Where the characters in McGregor's first novel in 2002 were almost self-consciously diverse – a snapshot of a multicultural Britain in the early years of New Labour – Reservoir 13's villagers are more closed off, more sceptical of strangers and outsiders, more tightly knotted into each other. McGregor grew up in a small town in Norfolk and, while the Derbyshire village where Reservoir 13 is set is quite different, there is an obvious understanding of the dynamics of a small, relatively homogenous community. He credits some of this to the experience of growing up in a vicarage; his father was the local Church of England vicar and there was, he says, "a lot of life in the household".

“You get a lot of people ringing up to arrange funerals and wanting to arrange baptisms and weddings, you get people coming to the door. You get all of that life going on in a way that is just incorporated into daily life.”

McGregor's father died just a couple of years ago and Reservoir 13 is dedicated to him. One of the most interesting characters in the book is a vicar, and the story of her passion for a job which is rarely understood, and her commitment to a diminishing congregation, is one of the more moving threads running through the narrative.

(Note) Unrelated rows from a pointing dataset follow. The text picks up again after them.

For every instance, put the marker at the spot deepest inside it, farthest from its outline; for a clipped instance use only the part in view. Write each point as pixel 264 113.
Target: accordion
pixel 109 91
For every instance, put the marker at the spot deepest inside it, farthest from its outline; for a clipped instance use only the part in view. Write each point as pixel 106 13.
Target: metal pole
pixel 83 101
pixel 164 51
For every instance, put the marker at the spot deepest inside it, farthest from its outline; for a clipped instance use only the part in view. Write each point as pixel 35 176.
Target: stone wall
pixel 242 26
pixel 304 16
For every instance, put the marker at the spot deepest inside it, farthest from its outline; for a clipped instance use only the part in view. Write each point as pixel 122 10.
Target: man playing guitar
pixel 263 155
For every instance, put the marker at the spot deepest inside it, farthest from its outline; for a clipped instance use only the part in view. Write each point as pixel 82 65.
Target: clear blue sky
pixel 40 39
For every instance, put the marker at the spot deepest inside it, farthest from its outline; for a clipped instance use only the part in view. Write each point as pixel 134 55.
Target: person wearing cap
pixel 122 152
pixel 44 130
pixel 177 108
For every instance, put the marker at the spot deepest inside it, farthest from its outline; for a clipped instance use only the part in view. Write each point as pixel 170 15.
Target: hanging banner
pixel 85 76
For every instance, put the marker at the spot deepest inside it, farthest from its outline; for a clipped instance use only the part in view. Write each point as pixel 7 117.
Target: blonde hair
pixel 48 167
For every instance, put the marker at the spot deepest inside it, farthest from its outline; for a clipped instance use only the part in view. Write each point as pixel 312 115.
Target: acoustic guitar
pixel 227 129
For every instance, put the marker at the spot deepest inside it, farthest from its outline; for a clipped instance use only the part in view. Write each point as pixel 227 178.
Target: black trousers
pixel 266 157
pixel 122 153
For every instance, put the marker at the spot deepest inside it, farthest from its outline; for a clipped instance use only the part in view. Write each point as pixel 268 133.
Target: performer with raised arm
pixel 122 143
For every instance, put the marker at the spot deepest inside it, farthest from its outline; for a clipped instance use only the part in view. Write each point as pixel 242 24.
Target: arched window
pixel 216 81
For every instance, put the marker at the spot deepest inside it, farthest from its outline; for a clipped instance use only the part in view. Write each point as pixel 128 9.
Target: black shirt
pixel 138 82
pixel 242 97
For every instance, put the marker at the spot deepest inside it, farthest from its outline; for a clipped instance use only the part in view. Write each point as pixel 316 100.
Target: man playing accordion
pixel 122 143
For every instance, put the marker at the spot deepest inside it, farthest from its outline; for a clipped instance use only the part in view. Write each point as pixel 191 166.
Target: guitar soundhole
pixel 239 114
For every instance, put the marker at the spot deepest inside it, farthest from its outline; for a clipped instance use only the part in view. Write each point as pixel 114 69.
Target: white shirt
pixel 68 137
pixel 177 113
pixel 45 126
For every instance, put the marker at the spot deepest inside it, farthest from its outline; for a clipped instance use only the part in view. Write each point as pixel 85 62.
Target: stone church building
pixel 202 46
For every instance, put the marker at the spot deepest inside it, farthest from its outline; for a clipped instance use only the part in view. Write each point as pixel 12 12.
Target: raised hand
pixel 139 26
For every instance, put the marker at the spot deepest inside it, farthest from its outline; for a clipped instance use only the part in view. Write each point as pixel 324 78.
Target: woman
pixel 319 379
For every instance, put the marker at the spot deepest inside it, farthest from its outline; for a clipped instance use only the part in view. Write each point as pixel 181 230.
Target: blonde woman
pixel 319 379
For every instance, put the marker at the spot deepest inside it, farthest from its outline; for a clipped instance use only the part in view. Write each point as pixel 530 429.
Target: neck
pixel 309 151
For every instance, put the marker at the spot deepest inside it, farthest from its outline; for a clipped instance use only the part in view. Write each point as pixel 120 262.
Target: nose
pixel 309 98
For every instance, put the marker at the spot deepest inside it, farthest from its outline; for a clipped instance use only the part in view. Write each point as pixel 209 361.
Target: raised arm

Life is short, we're not here for long, the world goes on without us

“I think I just had all that to hand without having to think about it,” says McGregor of the character. “I wasn’t really conscious of that while I was writing it, and I certainly wasn’t writing that character as any kind of tribute. I’d pretty much finished the book before my dad died. Before your parents die, you take them for granted completely so it wasn’t on my mind at all. I think I got quite near the end of the book and I went, ‘Oh yeah, she’s quite a nice character, she’s good at her job’. That reflects quite well on my dad and I’m quite pleased about that.”

19th-century novel

In one sense, Reservoir 13 is not unlike a traditional 19th-century novel, a mini-Middlemarch with Facebook posts, city commuters and staycation cottages. It is an attempt, however condensed, to tell the story of an entire community, and through that to capture something of the nature of life in a particular time and place. The events in any individual character's life are somehow less important than the sense of time moving on, blithely absorbing every scrap of energy we have, every plan or mistake we make. It's not intensely dramatic, but then life rarely is.

“Life is short, we’re not here for long, the world goes on without us,” says McGregor. “That can be a very scary thought or a very despondent thought, or it can be quite an uplifting thought. It just is. But within life being short, it’s very intense and very complex and very nuanced and very specific. I like the balance between those two notions.”

Reservoir 13 hangs in that balance, an accumulation of births, deaths, marriages, betrayals, petty grievances and private triumphs blurred into a humming vision of something like life.